Generating faithful visualizations of human faces requires capturing both coarse and fine-level details of the face geometry and appearance. Existing methods are either data-driven, requiring an extensive corpus of data not publicly accessible to the research community, or fail to capture fine details because they rely on geometric face models that cannot represent fine-grained details in texture with a mesh discretization and linear deformation designed to model only a coarse face geometry. We introduce a method that bridges this gap by drawing inspiration from traditional computer graphics techniques. Unseen expressions are modeled by blending appearance from a sparse set of extreme poses. This blending is performed by measuring local volumetric changes in those expressions and locally reproducing their appearance whenever a similar expression is performed at test time. We show that our method generalizes to unseen expressions, adding fine-grained effects on top of smooth volumetric deformations of a face, and demonstrate how it generalizes beyond faces.

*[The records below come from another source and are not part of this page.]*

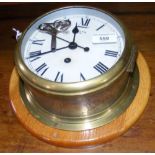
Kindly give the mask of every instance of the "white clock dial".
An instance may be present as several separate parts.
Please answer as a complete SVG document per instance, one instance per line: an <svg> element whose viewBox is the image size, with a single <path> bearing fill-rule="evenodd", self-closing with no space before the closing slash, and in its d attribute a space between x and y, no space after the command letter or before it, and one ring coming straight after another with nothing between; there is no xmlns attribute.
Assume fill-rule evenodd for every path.
<svg viewBox="0 0 155 155"><path fill-rule="evenodd" d="M69 19L71 26L57 34L56 51L51 35L39 30L28 37L24 62L37 76L50 81L72 83L105 74L119 60L124 37L117 27L93 15L73 14L48 19L46 23ZM75 38L73 31L76 30Z"/></svg>

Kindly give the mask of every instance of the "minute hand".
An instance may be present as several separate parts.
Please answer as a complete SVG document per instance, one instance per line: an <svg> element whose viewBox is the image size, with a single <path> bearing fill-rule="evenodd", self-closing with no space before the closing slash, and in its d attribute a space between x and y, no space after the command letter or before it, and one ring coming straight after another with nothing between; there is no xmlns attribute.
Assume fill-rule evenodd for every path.
<svg viewBox="0 0 155 155"><path fill-rule="evenodd" d="M27 57L26 59L34 58L34 57L37 57L37 56L42 56L42 55L45 55L45 54L48 54L48 53L54 53L54 52L56 52L56 51L59 51L59 50L65 49L65 48L68 48L68 46L61 47L61 48L57 48L57 49L55 49L54 51L51 50L51 51L47 51L47 52L43 52L43 53L41 53L41 51L38 51L36 54L30 55L30 56Z"/></svg>

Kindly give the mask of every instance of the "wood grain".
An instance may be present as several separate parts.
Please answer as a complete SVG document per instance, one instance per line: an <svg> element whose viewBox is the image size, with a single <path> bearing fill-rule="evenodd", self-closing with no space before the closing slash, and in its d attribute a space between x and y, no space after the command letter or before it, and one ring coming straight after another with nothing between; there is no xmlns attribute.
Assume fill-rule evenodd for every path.
<svg viewBox="0 0 155 155"><path fill-rule="evenodd" d="M150 94L150 72L145 59L139 53L137 59L139 70L139 87L137 94L128 109L117 119L99 128L84 131L64 131L49 127L37 119L27 110L20 97L19 75L13 70L10 80L11 106L24 127L38 138L62 147L85 147L102 144L123 134L131 127L144 111Z"/></svg>
<svg viewBox="0 0 155 155"><path fill-rule="evenodd" d="M129 6L129 4L131 5ZM14 5L9 6L9 8L4 5L0 7L0 10L2 8L6 10L3 13L1 12L3 18L0 22L0 152L155 152L155 14L151 11L155 10L155 4L118 3L113 7L109 3L100 5L100 8L107 8L108 11L111 11L112 8L113 11L116 10L115 15L130 30L150 68L151 94L143 115L128 132L106 144L85 149L67 149L42 142L27 132L12 113L9 106L8 90L14 67L13 50L16 42L13 40L11 28L14 26L23 31L34 18L52 9L53 3L51 6L48 5L49 9L40 6L38 8L33 7L29 11L27 8L30 7L24 7L25 4L20 6L18 4L19 7L25 8L23 12L20 12L21 15L18 15L20 17L13 15L16 12ZM57 6L59 5L58 3ZM132 8L133 5L136 9ZM35 14L37 10L40 13ZM6 12L7 16L5 16ZM17 13L19 14L18 11Z"/></svg>

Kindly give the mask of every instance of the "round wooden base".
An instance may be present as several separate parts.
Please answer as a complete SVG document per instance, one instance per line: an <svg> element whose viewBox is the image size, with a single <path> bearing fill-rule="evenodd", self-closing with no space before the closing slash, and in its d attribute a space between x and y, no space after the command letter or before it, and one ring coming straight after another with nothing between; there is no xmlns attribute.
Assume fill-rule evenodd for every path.
<svg viewBox="0 0 155 155"><path fill-rule="evenodd" d="M35 119L20 98L20 78L16 69L13 70L10 80L9 92L11 105L16 116L26 129L50 144L63 147L82 147L101 144L124 133L133 125L133 123L135 123L147 105L151 80L148 66L141 53L138 54L137 65L139 69L140 83L133 102L117 119L95 129L65 131L49 127Z"/></svg>

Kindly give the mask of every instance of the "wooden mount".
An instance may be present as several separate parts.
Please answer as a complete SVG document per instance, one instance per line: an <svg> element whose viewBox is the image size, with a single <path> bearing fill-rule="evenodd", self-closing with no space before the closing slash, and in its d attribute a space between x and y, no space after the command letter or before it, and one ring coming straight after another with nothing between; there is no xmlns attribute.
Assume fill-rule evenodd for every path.
<svg viewBox="0 0 155 155"><path fill-rule="evenodd" d="M140 117L147 105L151 79L149 68L141 53L138 54L137 66L140 82L133 102L121 116L102 127L84 131L65 131L49 127L35 119L21 100L19 92L20 78L16 69L13 70L10 79L11 106L17 118L28 131L50 144L63 147L84 147L101 144L127 131Z"/></svg>

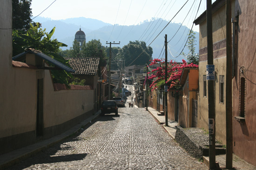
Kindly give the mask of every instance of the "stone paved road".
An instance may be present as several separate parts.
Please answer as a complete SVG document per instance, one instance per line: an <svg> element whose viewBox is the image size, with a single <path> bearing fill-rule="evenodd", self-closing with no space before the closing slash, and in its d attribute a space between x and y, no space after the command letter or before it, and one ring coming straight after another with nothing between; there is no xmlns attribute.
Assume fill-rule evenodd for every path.
<svg viewBox="0 0 256 170"><path fill-rule="evenodd" d="M77 134L8 169L208 170L190 157L144 108L119 108Z"/></svg>

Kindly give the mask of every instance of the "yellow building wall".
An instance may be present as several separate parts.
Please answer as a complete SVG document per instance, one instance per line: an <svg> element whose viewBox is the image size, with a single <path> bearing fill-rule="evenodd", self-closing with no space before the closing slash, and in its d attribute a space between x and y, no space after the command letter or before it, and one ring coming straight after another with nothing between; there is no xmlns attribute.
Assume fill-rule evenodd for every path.
<svg viewBox="0 0 256 170"><path fill-rule="evenodd" d="M234 11L234 2L232 1L232 10ZM232 13L234 13L232 12ZM215 65L216 81L215 106L216 106L216 137L223 144L226 144L226 107L225 107L225 83L224 85L224 103L220 102L220 75L224 76L226 80L226 6L224 6L213 14L213 40L214 64ZM234 17L234 16L232 16ZM203 96L203 76L206 75L207 65L207 23L204 21L200 25L199 43L199 99L198 110L198 127L208 130L208 83L206 81L207 96Z"/></svg>

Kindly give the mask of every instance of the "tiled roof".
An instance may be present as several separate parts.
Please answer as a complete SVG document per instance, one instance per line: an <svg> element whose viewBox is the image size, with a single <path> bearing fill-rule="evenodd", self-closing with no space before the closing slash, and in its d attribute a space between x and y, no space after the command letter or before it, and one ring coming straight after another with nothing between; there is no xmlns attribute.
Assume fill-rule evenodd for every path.
<svg viewBox="0 0 256 170"><path fill-rule="evenodd" d="M100 57L65 58L75 70L73 75L96 75L99 69Z"/></svg>

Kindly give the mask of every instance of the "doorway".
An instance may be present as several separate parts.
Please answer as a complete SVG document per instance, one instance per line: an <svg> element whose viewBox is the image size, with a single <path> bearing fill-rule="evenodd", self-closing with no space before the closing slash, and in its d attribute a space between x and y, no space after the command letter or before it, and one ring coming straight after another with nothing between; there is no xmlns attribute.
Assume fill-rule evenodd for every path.
<svg viewBox="0 0 256 170"><path fill-rule="evenodd" d="M36 109L36 137L41 138L43 132L43 78L37 79L37 103Z"/></svg>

We present generated video sequences from models trained on datasets used in the paper. We directly compare visualizations generated from our method with baselines: VolTeMorph [1] trained on all the frames in the data and VolTeMorph trained on the single, most extreme expression. We start by showing extrapolation capabilities for all the methods, by modifying the expression vector $\mathbf{e}$ vector directly. We then show the renderings driven by an external expression data from Multiface dataset [2]. We end this page by showing how these approaches perform on the synthetic datasets. We additionally show results from baselines that base on the conditioning signal in the form of the expression vector. Our method generates the most realistic images while providing the controllability of the face.
As we work in the area of Neural Radiance Field, we can generate any camera movement which may be an application for future communication devices.